La interna en el peronismo escaló luego de que la CGT respondiera con dureza a los cuestionamientos de Máximo Kirchner. El cosecretario general de la central obrera y titular del sindicato del vidrio, Cristian Jerónimo, encabezó la réplica y le desconoció al diputado nacional autoridad para intervenir en la agenda gremial.
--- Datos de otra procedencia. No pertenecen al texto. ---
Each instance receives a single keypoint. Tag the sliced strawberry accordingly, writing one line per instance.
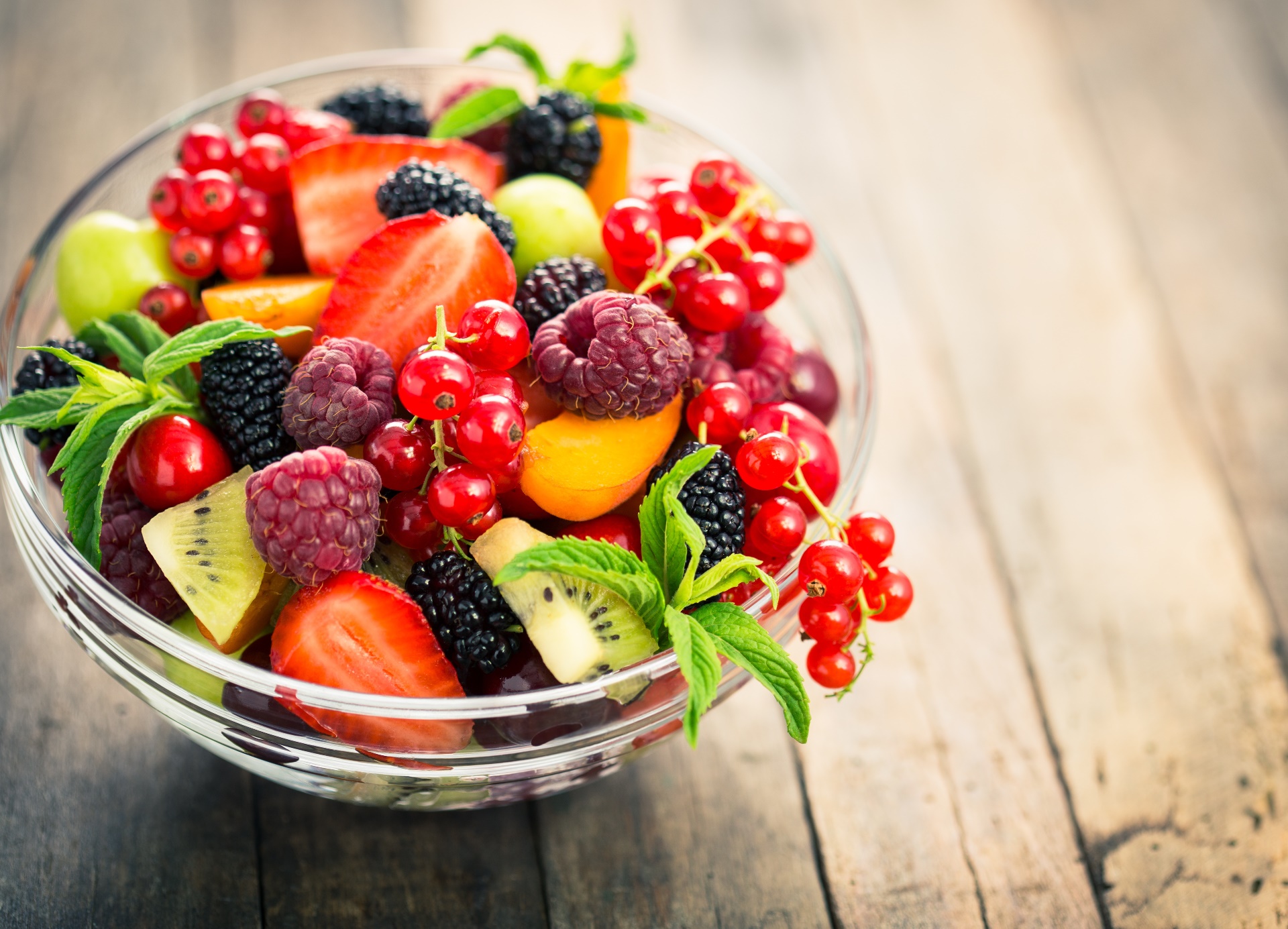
(335, 183)
(360, 633)
(388, 289)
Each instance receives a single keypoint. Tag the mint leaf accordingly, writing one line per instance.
(700, 664)
(477, 111)
(600, 563)
(741, 639)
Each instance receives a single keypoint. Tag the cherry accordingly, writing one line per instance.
(724, 408)
(165, 201)
(764, 278)
(173, 459)
(502, 341)
(831, 667)
(402, 455)
(266, 164)
(210, 201)
(778, 527)
(768, 460)
(715, 303)
(459, 492)
(830, 622)
(490, 432)
(204, 147)
(435, 384)
(410, 522)
(262, 111)
(193, 253)
(871, 535)
(621, 530)
(169, 306)
(831, 571)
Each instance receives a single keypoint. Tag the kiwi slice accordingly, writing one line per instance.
(205, 551)
(581, 629)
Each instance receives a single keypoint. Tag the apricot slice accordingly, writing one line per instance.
(274, 302)
(578, 470)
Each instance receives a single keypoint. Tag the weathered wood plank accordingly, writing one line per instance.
(1162, 692)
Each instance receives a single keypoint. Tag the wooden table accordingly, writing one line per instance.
(1068, 223)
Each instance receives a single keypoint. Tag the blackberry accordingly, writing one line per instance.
(40, 372)
(554, 285)
(558, 135)
(421, 186)
(715, 500)
(466, 611)
(242, 384)
(382, 110)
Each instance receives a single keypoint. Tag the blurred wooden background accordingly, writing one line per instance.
(1068, 223)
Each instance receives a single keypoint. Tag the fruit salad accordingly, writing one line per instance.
(455, 402)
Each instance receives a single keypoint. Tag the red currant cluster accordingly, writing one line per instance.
(473, 410)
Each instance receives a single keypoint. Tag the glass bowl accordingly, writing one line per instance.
(525, 745)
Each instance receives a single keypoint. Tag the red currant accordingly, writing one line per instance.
(435, 384)
(724, 408)
(244, 253)
(490, 432)
(763, 275)
(502, 341)
(459, 492)
(830, 622)
(402, 455)
(715, 303)
(210, 201)
(410, 522)
(631, 232)
(193, 253)
(768, 460)
(778, 527)
(831, 571)
(169, 306)
(204, 147)
(266, 164)
(173, 459)
(165, 201)
(831, 667)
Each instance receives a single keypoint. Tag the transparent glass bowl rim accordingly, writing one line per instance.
(162, 637)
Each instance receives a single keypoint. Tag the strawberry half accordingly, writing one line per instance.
(360, 633)
(335, 180)
(388, 289)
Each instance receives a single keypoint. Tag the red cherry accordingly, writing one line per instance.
(621, 530)
(410, 522)
(490, 432)
(169, 306)
(193, 253)
(210, 201)
(831, 571)
(768, 460)
(502, 341)
(266, 164)
(205, 147)
(244, 253)
(631, 232)
(459, 492)
(402, 456)
(435, 384)
(831, 667)
(165, 201)
(173, 459)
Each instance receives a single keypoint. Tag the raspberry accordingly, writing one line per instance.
(315, 513)
(554, 285)
(340, 392)
(612, 355)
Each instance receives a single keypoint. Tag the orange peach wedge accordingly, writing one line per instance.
(578, 470)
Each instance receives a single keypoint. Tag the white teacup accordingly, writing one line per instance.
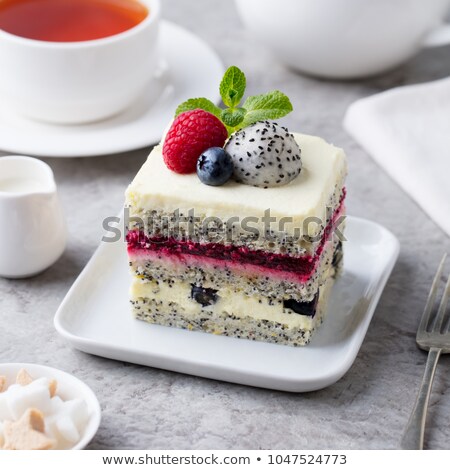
(346, 38)
(32, 228)
(78, 82)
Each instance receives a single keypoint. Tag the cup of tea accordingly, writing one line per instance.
(32, 230)
(76, 61)
(346, 38)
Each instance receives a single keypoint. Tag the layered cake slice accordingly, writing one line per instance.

El conflicto se desató tras el acto por el Día del Trabajador, donde Kirchner criticó la ausencia de menciones a Cristina Fernández de Kirchner y pidió más coraje a los dirigentes sindicales. La respuesta no tardó: “¿Quién es Máximo Kirchner para decirnos a la CGT qué tenemos que decir o dejar de decir? Es un compañero más. ¿Qué es? ¿Un mesías?”, expresó Jerónimo.
Desde la calle Azopardo calificaron como desafortunada la postura del líder de La Cámpora y remarcaron que la central no responde a directivas de sectores políticos externos. Para la cúpula sindical, las exigencias del diputado representan una intromisión en la autonomía del movimiento obrero. Jerónimo también contestó a los reproches sobre la unidad del espacio y sostuvo que la representatividad de la CGT surge de los trabajadores, no de una conducción partidaria.
El cruce deja en evidencia el desgaste entre el sindicalismo tradicional y el núcleo duro del kirchnerismo. Con este mensaje, la CGT marca distancia estratégica de cara a la reorganización de la oposición y deja claro que no aceptará ser el brazo ejecutor de una estrategia ajena a sus bases.